La citazione degna di nota

Il male era qualcosa di ordinario, pensava; si nascondeva nelle cose di tutti i giorni.

Le nostre riflessioni

La prosa di Trevor è misurata, sobria e profondamente psicologica. Non ci sono eccessi o colpi di scena hollywoodiani: il terrore nasce dalla normalità, dall’osservazione minuziosa dei gesti e dei silenzi.

Il ritmo è lento ma inesorabile, costruito con la precisione di un orologio: ogni dettaglio contribuisce a creare un senso di disagio crescente.Il viaggio di Felicia è un romanzo straordinariamente sottile e disturbante, che racconta l’orrore nascosto nella quotidianità.

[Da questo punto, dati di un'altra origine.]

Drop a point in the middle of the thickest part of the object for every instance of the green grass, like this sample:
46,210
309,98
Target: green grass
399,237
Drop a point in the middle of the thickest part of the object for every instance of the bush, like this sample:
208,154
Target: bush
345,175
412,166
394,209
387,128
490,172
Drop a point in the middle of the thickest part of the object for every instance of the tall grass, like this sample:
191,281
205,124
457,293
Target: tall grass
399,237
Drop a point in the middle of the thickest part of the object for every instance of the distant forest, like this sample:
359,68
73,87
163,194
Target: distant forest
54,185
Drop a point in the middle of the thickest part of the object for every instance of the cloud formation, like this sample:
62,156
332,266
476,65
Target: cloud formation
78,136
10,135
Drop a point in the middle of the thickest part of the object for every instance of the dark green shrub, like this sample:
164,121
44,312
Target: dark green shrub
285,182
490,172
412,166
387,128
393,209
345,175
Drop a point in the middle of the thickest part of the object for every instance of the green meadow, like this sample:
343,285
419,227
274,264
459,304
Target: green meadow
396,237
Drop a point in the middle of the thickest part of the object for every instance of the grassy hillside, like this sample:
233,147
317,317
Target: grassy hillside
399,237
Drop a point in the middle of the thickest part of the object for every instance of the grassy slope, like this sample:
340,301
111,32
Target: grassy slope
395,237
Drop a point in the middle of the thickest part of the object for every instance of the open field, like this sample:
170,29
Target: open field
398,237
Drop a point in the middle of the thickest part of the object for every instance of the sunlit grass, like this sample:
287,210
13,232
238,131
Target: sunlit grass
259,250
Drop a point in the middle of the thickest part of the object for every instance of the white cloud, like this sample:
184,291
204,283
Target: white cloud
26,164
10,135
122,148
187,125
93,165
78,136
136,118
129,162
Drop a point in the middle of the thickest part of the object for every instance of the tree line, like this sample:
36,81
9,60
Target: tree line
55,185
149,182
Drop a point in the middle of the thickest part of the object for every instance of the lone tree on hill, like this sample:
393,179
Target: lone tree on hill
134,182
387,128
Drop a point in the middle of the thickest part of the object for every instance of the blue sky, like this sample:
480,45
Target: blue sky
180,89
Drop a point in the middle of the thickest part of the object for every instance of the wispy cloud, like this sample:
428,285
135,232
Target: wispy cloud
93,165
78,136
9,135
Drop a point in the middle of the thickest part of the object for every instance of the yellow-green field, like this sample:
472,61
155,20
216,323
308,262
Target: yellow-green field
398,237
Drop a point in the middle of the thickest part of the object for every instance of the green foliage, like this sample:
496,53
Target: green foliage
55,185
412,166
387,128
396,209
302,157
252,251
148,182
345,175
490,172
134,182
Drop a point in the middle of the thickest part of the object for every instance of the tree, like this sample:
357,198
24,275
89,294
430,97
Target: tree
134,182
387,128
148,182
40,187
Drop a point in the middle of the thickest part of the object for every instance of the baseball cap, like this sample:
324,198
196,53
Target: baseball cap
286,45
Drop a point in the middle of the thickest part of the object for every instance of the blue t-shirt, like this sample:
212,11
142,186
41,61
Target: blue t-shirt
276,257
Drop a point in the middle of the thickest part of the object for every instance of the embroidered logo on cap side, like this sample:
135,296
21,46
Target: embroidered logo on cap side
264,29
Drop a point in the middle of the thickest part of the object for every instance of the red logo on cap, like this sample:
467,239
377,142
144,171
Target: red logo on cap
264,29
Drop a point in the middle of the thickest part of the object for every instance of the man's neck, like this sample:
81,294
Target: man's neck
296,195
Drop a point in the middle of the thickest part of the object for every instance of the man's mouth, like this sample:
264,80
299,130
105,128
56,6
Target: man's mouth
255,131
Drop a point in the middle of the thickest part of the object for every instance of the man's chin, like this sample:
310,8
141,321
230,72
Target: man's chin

William Trevor, con la sua prosa elegante e compassata, riesce a costruire una tensione psicologica senza mai ricorrere alla violenza esplicita.

È una storia che lascia un senso di inquietudine profonda, un ritratto perfetto del male ordinario e della vulnerabilità umana.

Lo consigliamo a...

A chi ama la narrativa psicologica, lenta ma incisiva, e a chi apprezza autori come Ian McEwan o Kazuo Ishiguro.